Learning Objective:
You should gain a critical understanding of the text.
Assignments:
- The Iliad, 161-200.
- The Iliad, 200-242.
- The Iliad, 242-274; the_things_they_carried_excerpt
- Answer discussion questions; Take Quiz in Blackboard.
Lecture Notes:
As our Norton Anthology mentions on page 161, Homer’s epics were not only a sort-of of mirror in which Ancient Greek culture could look into in order to see its values reflected and affirmed, but also the very means by which these values were taught to children. When a bard recited the epic, adults would be reminded while the children would be instructed. As Bruno Bettelheim wrties in The Uses of Enchantment: The Meaning and Importance of Fairy Tales:
Myths and closely related religious legends offered material from which children formed their concepts of the world’s origin and purpose, and of the social ideals a child could pattern himself after. These were the images of the unconquered hero Achilles and wily Odysseus; of Hercules, whose life history showed that it is not beneath the dignity of the strongest man to clean the filthiest stable; of St. Martin, who cut his coat in half to clothe a poor beggar. (24)
A warrior in Ancient Greece competes for two things.
1. Victory: The warrior competes with his enemy on the battlefield for victory.
2. Honor: The warrior competes with his peers with intense rivalry to get the spoils of war–which are symbols of his honor. This value leads to a weak sense of group loyalty and helps us understand Achilles’s prayer to his mother in lines 418-425:
Remind Zeus…
See if he is willing to help the Trojans
Hem the Greeks in between the fleet and the sea.
Once they start being killed, the Greeks may
Appreciate Agamemnon for what he is,
And the wide-ruling son of Atreus [Agamemnon] will see
What a fool he’s been because he did not honor
The best of all the fighting Achaeans [Achilles]. (185)

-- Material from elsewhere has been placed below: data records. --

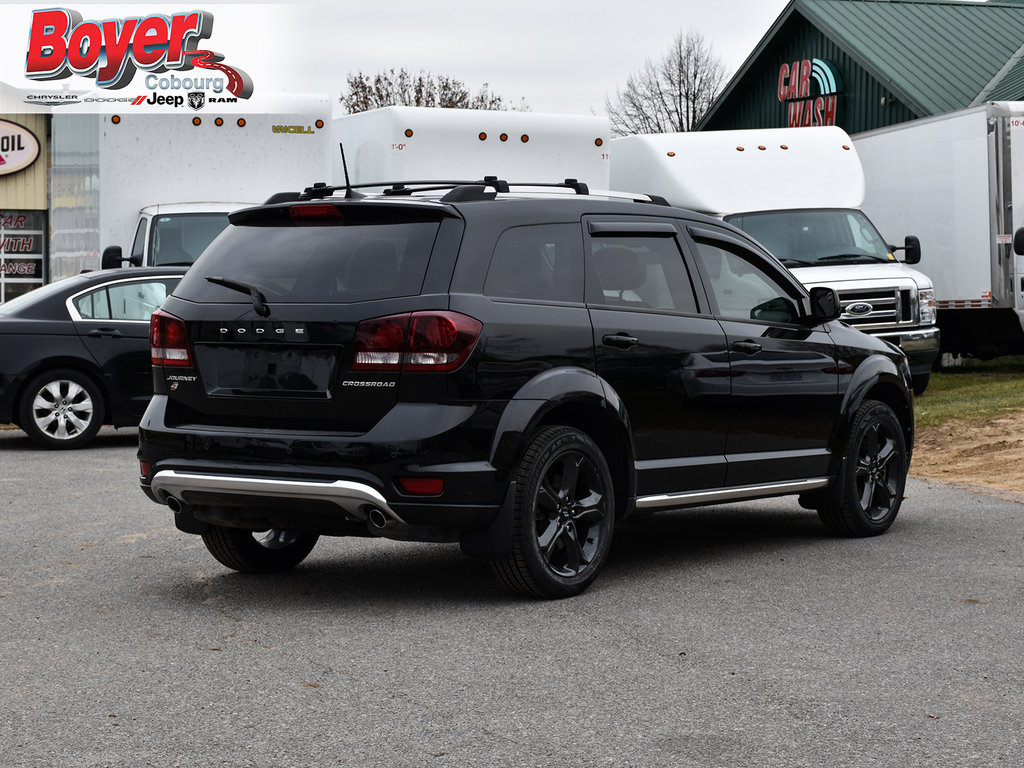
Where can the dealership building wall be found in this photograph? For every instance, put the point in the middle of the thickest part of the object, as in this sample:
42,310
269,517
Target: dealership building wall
24,221
868,64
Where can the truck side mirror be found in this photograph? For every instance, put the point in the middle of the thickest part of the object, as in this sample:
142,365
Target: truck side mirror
1019,242
911,247
824,304
112,258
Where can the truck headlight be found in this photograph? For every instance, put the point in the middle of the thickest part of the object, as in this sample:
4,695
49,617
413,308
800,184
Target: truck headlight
926,304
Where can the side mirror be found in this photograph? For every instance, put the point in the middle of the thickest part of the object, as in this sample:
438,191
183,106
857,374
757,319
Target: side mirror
911,245
824,304
911,249
1019,242
112,258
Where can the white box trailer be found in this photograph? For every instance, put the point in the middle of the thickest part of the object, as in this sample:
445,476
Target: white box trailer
410,143
799,192
144,181
954,178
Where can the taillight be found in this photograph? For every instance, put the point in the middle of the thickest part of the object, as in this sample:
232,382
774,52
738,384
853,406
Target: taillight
419,341
168,341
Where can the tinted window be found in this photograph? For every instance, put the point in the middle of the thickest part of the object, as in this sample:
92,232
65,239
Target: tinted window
538,262
741,289
643,272
316,263
125,301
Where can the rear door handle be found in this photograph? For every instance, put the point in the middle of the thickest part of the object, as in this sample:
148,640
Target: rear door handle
620,341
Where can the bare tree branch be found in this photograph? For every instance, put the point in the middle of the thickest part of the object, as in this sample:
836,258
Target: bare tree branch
401,87
672,93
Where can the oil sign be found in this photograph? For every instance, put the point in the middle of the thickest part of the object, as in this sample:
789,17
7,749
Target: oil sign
18,147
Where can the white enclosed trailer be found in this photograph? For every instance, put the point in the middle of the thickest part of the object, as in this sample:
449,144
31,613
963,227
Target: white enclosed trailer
140,179
799,192
415,143
954,178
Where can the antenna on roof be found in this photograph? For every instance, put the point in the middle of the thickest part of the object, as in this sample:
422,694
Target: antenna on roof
349,192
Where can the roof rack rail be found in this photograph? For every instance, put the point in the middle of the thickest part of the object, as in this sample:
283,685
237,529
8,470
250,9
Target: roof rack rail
322,189
460,190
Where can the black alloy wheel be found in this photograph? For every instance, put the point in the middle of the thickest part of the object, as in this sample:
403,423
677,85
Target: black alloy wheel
872,478
563,516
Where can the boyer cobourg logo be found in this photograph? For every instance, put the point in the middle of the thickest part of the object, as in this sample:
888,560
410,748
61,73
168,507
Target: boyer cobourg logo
113,50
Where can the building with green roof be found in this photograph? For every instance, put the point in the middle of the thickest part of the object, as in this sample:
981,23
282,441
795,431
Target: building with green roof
867,64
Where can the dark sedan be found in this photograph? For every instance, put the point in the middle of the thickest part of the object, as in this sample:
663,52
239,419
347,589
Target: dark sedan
75,354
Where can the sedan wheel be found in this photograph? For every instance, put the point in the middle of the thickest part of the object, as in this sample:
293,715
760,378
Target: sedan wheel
61,409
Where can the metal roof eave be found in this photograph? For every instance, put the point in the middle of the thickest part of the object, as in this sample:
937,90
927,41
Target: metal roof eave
819,24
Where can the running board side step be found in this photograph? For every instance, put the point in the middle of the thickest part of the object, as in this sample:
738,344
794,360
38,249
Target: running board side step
718,496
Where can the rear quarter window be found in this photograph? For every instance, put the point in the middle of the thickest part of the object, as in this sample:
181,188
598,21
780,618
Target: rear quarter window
316,263
542,262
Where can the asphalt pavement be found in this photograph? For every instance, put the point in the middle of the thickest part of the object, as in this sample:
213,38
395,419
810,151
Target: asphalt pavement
741,635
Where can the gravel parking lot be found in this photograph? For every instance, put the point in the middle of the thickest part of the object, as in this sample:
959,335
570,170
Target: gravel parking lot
738,635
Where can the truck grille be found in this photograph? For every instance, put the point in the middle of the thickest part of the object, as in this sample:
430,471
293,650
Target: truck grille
884,307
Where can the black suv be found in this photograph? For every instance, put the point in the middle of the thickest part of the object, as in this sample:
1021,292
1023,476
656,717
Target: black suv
515,371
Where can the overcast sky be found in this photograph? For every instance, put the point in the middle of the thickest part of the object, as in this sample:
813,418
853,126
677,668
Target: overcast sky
559,55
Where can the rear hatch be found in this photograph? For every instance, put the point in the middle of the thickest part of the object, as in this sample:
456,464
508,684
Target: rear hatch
301,315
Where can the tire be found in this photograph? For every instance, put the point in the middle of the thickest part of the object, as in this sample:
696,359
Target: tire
61,409
920,383
563,516
259,552
867,494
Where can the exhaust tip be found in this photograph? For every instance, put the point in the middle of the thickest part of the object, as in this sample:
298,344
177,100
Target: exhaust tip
377,518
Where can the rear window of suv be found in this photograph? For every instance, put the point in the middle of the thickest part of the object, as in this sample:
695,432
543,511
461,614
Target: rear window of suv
313,263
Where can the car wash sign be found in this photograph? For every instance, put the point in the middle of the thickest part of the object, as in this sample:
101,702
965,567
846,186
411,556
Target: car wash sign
809,89
18,147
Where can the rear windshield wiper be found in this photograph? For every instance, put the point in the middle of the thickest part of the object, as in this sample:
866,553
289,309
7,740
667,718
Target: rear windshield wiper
259,300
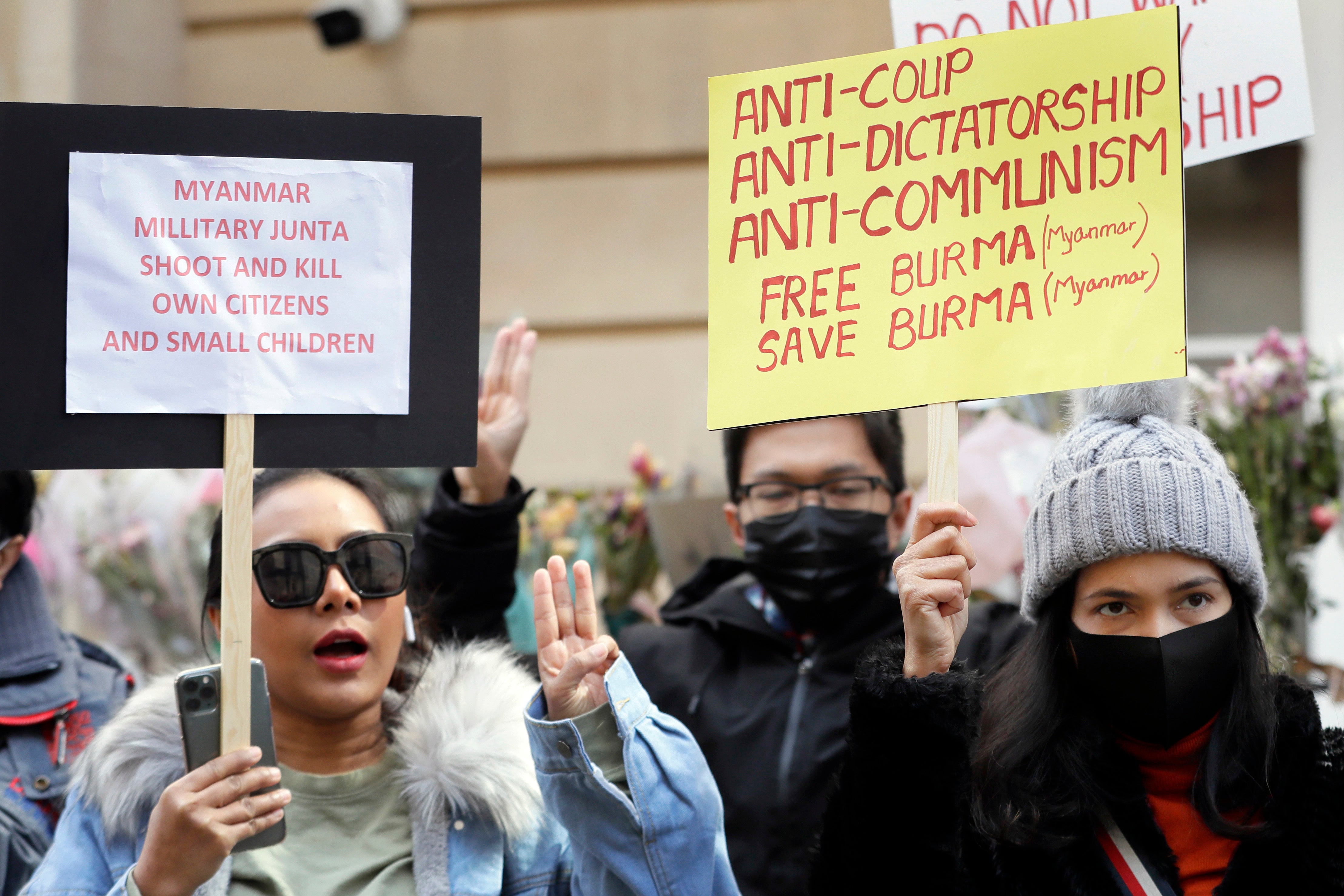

He is praying for the success of the enemy so he may retrieve his honor, stolen from him by Agamemnon when he took Briseus. This is the beginning of disorder in the Iliad, a disorder that reaches its pinnacle when Achilles does not honor Hector’s dead body as a true warrior should, but drags him behind his chariot in retaliation for the death of Patroclus.
The order is regained when Achilles’s prayer is reversed. The prayer in Book 1, quoted above, takes the following route: Achilles → Thetis → Zeus. However, in Book 24, on the top of page 258, beginning at line 177, the request for Achilles to acquiesce Hector’s body to Priam takes the opposite route, reestablishing order: Zues → Thetis → Achilles. The movement from violation to restoration of order leaves Achilles and Priam with a more explicit understanding of the values of their society.
Visual Aides:
Chronological_Structure_of_The_Iliad
The Iliad also complicates the idea that war is a simple battle between two opposing forces. Instead of a simple us against them mindset, the text shows the layering and complications of war:
1. Gods -vs- Gods: Hera -vs- Zeus; Athena -vs- Apollo.
2. Achaeans -vs- Trojans: Hector -vs- Patroclus; Achilles -vs- Hector.
3. Achaeans -vs- Achaeans: Agamemnon -vs- Achilles.
5. Trojans -vs- Trojans: Hector -vs- Paris, who escapes battle with the help of a goddess.
6. Gods -vs- Trojans: Athena -vs- Hector: Book 22 Athena pretends to be Deiphobus and tricks Hector into feeling courage against Achilles in their final battle, p.248.
7. Achaeans -vs- Gods: Diomedes in Book 5, not in our text, wounds both Ares and Aphrodite.
And what can we say about all the physical violence in The Iliad? According to scholar Bernard Knox:
The Iliad accepts violence as a permanent factor in human life and accepts it without sentimentality, for it is just as sentimental to pretend that war does not have its monstrous ugliness as it is to deny that it has its own strange power and beauty, a power, which can call out in men resources of endurance, courage and self-sacrifice that peacetime, to our sorrow and loss, can rarely command. Three thousand years have not changed the human condition in this respect; we are still lovers and victims of the will to violence, and so long as we are, Homer will be read as its truest interpreter.